Turbo has a .68 side on the turbo, peloquin lsd is in the trans.
The only thing the guy who did the dyno run said they used 3rd gear, so no clue as to full throttle the whole time or what.


----------



## [email protected] (Mar 16, 2004)

*Re: Put my VR6 Turbo on the Dyno (VeDubgtiVR6)*

The not so short runner intake you have is giving you that power band. I have a .63ar on an SC61 turbo. This is my graph compared to yours, I'm at 11-12psi. 

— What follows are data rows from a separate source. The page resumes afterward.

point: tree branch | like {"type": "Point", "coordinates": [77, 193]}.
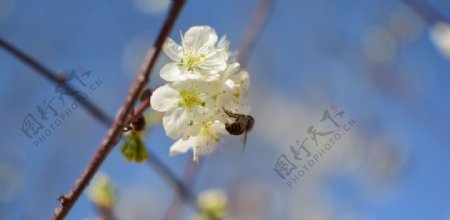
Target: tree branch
{"type": "Point", "coordinates": [57, 79]}
{"type": "Point", "coordinates": [115, 132]}
{"type": "Point", "coordinates": [426, 11]}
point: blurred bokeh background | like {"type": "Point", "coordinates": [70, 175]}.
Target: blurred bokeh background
{"type": "Point", "coordinates": [386, 64]}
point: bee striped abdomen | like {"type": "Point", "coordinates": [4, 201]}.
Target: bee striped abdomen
{"type": "Point", "coordinates": [234, 128]}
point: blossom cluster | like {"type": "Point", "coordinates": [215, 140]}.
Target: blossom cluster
{"type": "Point", "coordinates": [202, 81]}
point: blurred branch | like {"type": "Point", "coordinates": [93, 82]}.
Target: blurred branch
{"type": "Point", "coordinates": [254, 29]}
{"type": "Point", "coordinates": [251, 35]}
{"type": "Point", "coordinates": [189, 177]}
{"type": "Point", "coordinates": [98, 114]}
{"type": "Point", "coordinates": [115, 132]}
{"type": "Point", "coordinates": [426, 11]}
{"type": "Point", "coordinates": [57, 79]}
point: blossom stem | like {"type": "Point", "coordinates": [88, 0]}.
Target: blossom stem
{"type": "Point", "coordinates": [115, 132]}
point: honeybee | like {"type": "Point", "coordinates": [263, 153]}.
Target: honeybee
{"type": "Point", "coordinates": [241, 125]}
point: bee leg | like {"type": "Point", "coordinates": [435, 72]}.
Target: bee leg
{"type": "Point", "coordinates": [244, 140]}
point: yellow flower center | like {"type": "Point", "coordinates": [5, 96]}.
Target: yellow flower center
{"type": "Point", "coordinates": [206, 131]}
{"type": "Point", "coordinates": [190, 98]}
{"type": "Point", "coordinates": [191, 61]}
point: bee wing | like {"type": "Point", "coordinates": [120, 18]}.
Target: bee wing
{"type": "Point", "coordinates": [244, 141]}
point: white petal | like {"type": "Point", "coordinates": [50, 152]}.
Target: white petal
{"type": "Point", "coordinates": [164, 98]}
{"type": "Point", "coordinates": [172, 72]}
{"type": "Point", "coordinates": [175, 122]}
{"type": "Point", "coordinates": [180, 146]}
{"type": "Point", "coordinates": [199, 37]}
{"type": "Point", "coordinates": [232, 69]}
{"type": "Point", "coordinates": [173, 50]}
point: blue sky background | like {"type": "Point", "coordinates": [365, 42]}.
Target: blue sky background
{"type": "Point", "coordinates": [373, 59]}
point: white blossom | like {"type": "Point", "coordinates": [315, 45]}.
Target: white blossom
{"type": "Point", "coordinates": [198, 57]}
{"type": "Point", "coordinates": [202, 83]}
{"type": "Point", "coordinates": [203, 143]}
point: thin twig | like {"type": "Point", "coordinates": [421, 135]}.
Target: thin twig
{"type": "Point", "coordinates": [190, 174]}
{"type": "Point", "coordinates": [57, 79]}
{"type": "Point", "coordinates": [154, 161]}
{"type": "Point", "coordinates": [426, 11]}
{"type": "Point", "coordinates": [250, 37]}
{"type": "Point", "coordinates": [115, 132]}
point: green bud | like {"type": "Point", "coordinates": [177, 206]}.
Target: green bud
{"type": "Point", "coordinates": [133, 148]}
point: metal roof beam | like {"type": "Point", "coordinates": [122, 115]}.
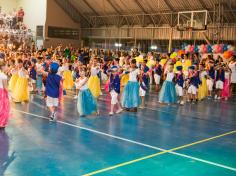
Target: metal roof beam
{"type": "Point", "coordinates": [114, 7]}
{"type": "Point", "coordinates": [144, 11]}
{"type": "Point", "coordinates": [203, 4]}
{"type": "Point", "coordinates": [94, 11]}
{"type": "Point", "coordinates": [169, 5]}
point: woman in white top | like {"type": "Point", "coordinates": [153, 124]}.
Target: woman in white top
{"type": "Point", "coordinates": [4, 100]}
{"type": "Point", "coordinates": [86, 104]}
{"type": "Point", "coordinates": [168, 92]}
{"type": "Point", "coordinates": [131, 99]}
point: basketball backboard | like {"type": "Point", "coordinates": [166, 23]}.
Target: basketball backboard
{"type": "Point", "coordinates": [192, 20]}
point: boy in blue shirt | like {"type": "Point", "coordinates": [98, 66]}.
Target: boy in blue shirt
{"type": "Point", "coordinates": [52, 89]}
{"type": "Point", "coordinates": [114, 89]}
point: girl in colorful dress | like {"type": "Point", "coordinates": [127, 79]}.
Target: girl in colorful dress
{"type": "Point", "coordinates": [53, 81]}
{"type": "Point", "coordinates": [20, 93]}
{"type": "Point", "coordinates": [4, 100]}
{"type": "Point", "coordinates": [93, 81]}
{"type": "Point", "coordinates": [193, 82]}
{"type": "Point", "coordinates": [114, 89]}
{"type": "Point", "coordinates": [168, 92]}
{"type": "Point", "coordinates": [226, 88]}
{"type": "Point", "coordinates": [39, 78]}
{"type": "Point", "coordinates": [220, 78]}
{"type": "Point", "coordinates": [68, 82]}
{"type": "Point", "coordinates": [180, 84]}
{"type": "Point", "coordinates": [210, 77]}
{"type": "Point", "coordinates": [14, 76]}
{"type": "Point", "coordinates": [157, 75]}
{"type": "Point", "coordinates": [130, 98]}
{"type": "Point", "coordinates": [125, 77]}
{"type": "Point", "coordinates": [86, 104]}
{"type": "Point", "coordinates": [33, 74]}
{"type": "Point", "coordinates": [202, 90]}
{"type": "Point", "coordinates": [144, 82]}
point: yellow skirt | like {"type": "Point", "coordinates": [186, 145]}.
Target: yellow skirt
{"type": "Point", "coordinates": [20, 92]}
{"type": "Point", "coordinates": [94, 86]}
{"type": "Point", "coordinates": [68, 82]}
{"type": "Point", "coordinates": [12, 82]}
{"type": "Point", "coordinates": [202, 90]}
{"type": "Point", "coordinates": [124, 79]}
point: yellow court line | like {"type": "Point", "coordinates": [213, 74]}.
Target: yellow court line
{"type": "Point", "coordinates": [156, 154]}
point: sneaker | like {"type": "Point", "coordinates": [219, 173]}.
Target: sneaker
{"type": "Point", "coordinates": [119, 111]}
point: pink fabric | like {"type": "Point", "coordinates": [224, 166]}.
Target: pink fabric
{"type": "Point", "coordinates": [61, 91]}
{"type": "Point", "coordinates": [226, 89]}
{"type": "Point", "coordinates": [107, 86]}
{"type": "Point", "coordinates": [4, 107]}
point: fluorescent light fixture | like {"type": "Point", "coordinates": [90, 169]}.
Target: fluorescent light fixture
{"type": "Point", "coordinates": [154, 47]}
{"type": "Point", "coordinates": [118, 44]}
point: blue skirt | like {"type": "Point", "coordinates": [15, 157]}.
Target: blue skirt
{"type": "Point", "coordinates": [86, 104]}
{"type": "Point", "coordinates": [39, 82]}
{"type": "Point", "coordinates": [130, 98]}
{"type": "Point", "coordinates": [168, 93]}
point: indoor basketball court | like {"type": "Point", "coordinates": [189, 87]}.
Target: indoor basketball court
{"type": "Point", "coordinates": [91, 128]}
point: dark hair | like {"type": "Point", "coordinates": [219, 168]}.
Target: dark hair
{"type": "Point", "coordinates": [19, 61]}
{"type": "Point", "coordinates": [133, 61]}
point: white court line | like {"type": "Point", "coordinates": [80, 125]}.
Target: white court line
{"type": "Point", "coordinates": [132, 141]}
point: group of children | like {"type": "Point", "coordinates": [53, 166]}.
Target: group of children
{"type": "Point", "coordinates": [127, 82]}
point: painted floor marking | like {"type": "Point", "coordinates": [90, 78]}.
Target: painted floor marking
{"type": "Point", "coordinates": [163, 151]}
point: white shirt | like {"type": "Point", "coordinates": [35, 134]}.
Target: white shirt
{"type": "Point", "coordinates": [203, 74]}
{"type": "Point", "coordinates": [232, 67]}
{"type": "Point", "coordinates": [82, 82]}
{"type": "Point", "coordinates": [2, 77]}
{"type": "Point", "coordinates": [133, 75]}
{"type": "Point", "coordinates": [94, 71]}
{"type": "Point", "coordinates": [170, 76]}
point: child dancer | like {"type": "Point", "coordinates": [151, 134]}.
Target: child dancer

The problem is, its the same intake as stock, without the plenum that gives you some low end/midrange tq.
You have the same exact top end and worse low end, but at least you'll be easier on your gears that way.


----------



## VeDubgtiVR6 (Apr 27, 2000)

*Re: Put my VR6 Turbo on the Dyno ([email protected])*

Nice graph eric, the manifold I have on there was an after thought because the turbo I bought wouldnt fit with the stock intake manifold.


----------



## fastslc (Sep 14, 1999)

*Re: Put my VR6 Turbo on the Dyno (VeDubgtiVR6)*

So the real short runner does indeed a great job at improving mid end .. woww


----------



## VeDubgtiVR6 (Apr 27, 2000)

*Re: Put my VR6 Turbo on the Dyno (fastslc)*

It would be interesting to get one of the C2 ones and see if there is an actual difference shown on a dyno, too bad its $800


----------